Down The Slippery Slope Of Moral Decay - And Response

  • Thursday, November 7, 2013

Mr. Exum: 

I cede to you every right to your opinion on benefits for gay “couples,” which is the question now before the Chattanooga City Council. 

What I would object to is the propriety of your comments which condemn those who object to this proposal.  By your statement that“virtually every one of us understands  hatred, prejudice and the difference between right and wrong” you infer that those who object to this proposal are acting out of malice.  On both sides there have been excesses of speech, but the essence of the argument, as I understand it, is that the law, as it stands, provides benefits to those who are legally married.  According to the law, those who are not married, be they heterosexual or homosexual, do not qualify.  This has been the rule of law for ages, and it is only because gays have now included the overturn of established law regarding what constitutes marriage as part of the homosexual agenda that this issue has arisen. 

You have rightly raised a question when you ask: “If you approve same-sex benefits where no marriage is involved, what do you do about the man and woman who are not married but who live together? What is the difference if they love each other like a same-sex couple? Who determines a “committed relationship” versus “just an arrangement” where a friend gets health insurance? And, since without a marriage there can be no divorce, how will the city of Chattanooga know a same-sex couple has split up?” Let me say that I do not take your comments to be unloving, hateful, or guided by prejudice, though some would say that you are making a false issue that is designed to weaken the intent of this proposal before the Council.  To the gay community any objection to their agenda is said to be hateful, unloving, and prejudicial. 

The gay community, by advocating these changes in law, does so on the grounds that the opposition is engaged in denying them their civil rights.  Doesn’t it strike anyone as peculiar that they are willing to deny those same rights to a male and female who are living together without marriage as is declared in the proposed ordinance?  So much for the civil rights argument. 
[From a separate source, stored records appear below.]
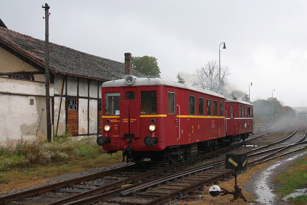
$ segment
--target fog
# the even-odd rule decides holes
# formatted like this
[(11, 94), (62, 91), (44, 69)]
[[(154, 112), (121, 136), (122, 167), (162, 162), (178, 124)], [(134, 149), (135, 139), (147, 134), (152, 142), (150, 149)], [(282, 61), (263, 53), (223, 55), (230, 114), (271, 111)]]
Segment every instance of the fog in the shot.
[[(230, 86), (236, 86), (228, 92), (239, 99), (252, 82), (252, 101), (275, 89), (274, 96), (286, 105), (307, 106), (305, 1), (47, 2), (53, 43), (119, 61), (127, 52), (154, 56), (161, 76), (176, 81), (178, 73), (189, 80), (208, 61), (218, 60), (225, 42), (221, 64), (229, 67)], [(0, 18), (10, 29), (44, 40), (45, 2), (0, 0)]]

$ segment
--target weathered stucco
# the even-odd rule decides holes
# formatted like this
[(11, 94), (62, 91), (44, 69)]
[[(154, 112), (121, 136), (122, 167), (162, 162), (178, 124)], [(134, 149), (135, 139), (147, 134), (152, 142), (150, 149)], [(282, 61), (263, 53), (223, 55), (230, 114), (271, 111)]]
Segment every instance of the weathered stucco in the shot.
[(39, 71), (33, 66), (0, 47), (0, 72)]
[[(62, 99), (62, 105), (61, 106), (61, 113), (60, 116), (60, 121), (58, 128), (57, 134), (61, 135), (63, 133), (66, 131), (66, 123), (65, 123), (65, 114), (66, 107), (65, 106), (65, 98)], [(56, 130), (56, 126), (59, 117), (59, 110), (60, 109), (60, 101), (61, 97), (54, 97), (54, 132)]]
[(87, 133), (87, 99), (79, 99), (79, 134)]
[(97, 132), (97, 117), (98, 114), (97, 105), (98, 101), (96, 100), (91, 99), (89, 100), (89, 133), (96, 133)]
[(78, 88), (77, 78), (67, 76), (67, 95), (72, 96), (76, 96)]
[(97, 82), (97, 80), (91, 80), (90, 81), (90, 97), (91, 98), (98, 97)]
[[(54, 94), (61, 95), (62, 92), (62, 87), (63, 85), (63, 79), (64, 76), (62, 75), (54, 75)], [(64, 88), (63, 89), (63, 95), (65, 95), (66, 89), (66, 82), (64, 83)]]
[(44, 96), (0, 93), (0, 142), (17, 141), (22, 135), (27, 141), (35, 140), (43, 108), (38, 129), (46, 135), (45, 102)]
[[(46, 96), (45, 83), (0, 76), (0, 93), (41, 96)], [(49, 94), (54, 93), (53, 83), (49, 84)]]
[(87, 97), (88, 83), (87, 79), (79, 78), (79, 96)]

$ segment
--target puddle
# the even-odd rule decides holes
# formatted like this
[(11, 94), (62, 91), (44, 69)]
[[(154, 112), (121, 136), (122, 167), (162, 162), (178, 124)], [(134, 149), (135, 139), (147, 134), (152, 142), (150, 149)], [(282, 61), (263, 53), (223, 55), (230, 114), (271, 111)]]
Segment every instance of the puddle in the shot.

You presume to influence the argument in favor of the proposal by asserting:  “I believe a gay person is born that way…I think God created each of us and, therefore, if God created someone who is gay, that is God’s business.”  In the first place, there is not a single incontrovertible bit of scientific evidence that a person is born homosexual. In fact there is much evidence to the contrary.  And certainly the Christian community has almost universally rejected the homosexual definition of marriage.  I'm not sure on whose side you really are on. 

You claim to be a Christian, and I suppose that means you believe in the revelation of God as given in the Holy Scriptures.  It is only reasonable to believe that, if God created homosexuals, as you claim, He would not afterward condemn his own creation as abominable, as the Scriptures declare.  Homosexuality is a frontal attack on the institution of marriage which God created.  It rejects one of the main purposes of marriage as taught in the Scriptures, of being able to “be fruitful and multiply.” Are you as ready to say that these statements of Scripture are “God’s business” as well?  We can’t pick and choose Scriptures to fit with our own opinions. 
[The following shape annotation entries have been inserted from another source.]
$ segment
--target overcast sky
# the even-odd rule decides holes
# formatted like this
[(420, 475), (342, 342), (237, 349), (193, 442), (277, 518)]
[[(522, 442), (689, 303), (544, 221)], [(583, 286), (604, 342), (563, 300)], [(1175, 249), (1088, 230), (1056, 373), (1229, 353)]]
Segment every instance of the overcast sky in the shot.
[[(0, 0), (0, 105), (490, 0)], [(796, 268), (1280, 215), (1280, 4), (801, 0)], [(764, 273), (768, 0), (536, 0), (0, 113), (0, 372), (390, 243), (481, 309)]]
The proposal before the City Council is just another measure down the slippery slope of moral decay that endangers our nation.  You say that the proposal is just about benefits.  Many of us say it is about much more than that.  It is about the recognition of a gay partnership being recognized as acceptable as legal marriage.  Hatred and prejudice have nothing to do with this issue, unless you are so foolish as to deny that the whole history of mankind has objected to this definition of marriage.

James West
Ringgold 

* * * 

Mr. West , 

The ordinance in front of City Council is for domestic partnerships, not just same-sex couples. So your argument that the gay community does not advocate for equal rights to heterosexual couples living together is inaccurate.  

Secondly, as a Christian woman who has been in a loving, wonderful marriage to a man for many years, I take great offense to your assertion that one of the main purposes of marriage is to “be fruitful and multiply."  My husband and I are not able to have children. Does that mean our marriage, and the marriages of so many who do not or cannot have children, is less of a marriage in the eyes of God? I think not. And if it does mean that, than my God is much, much different than yours. Your argument is inaccurate, selfish, and flawed.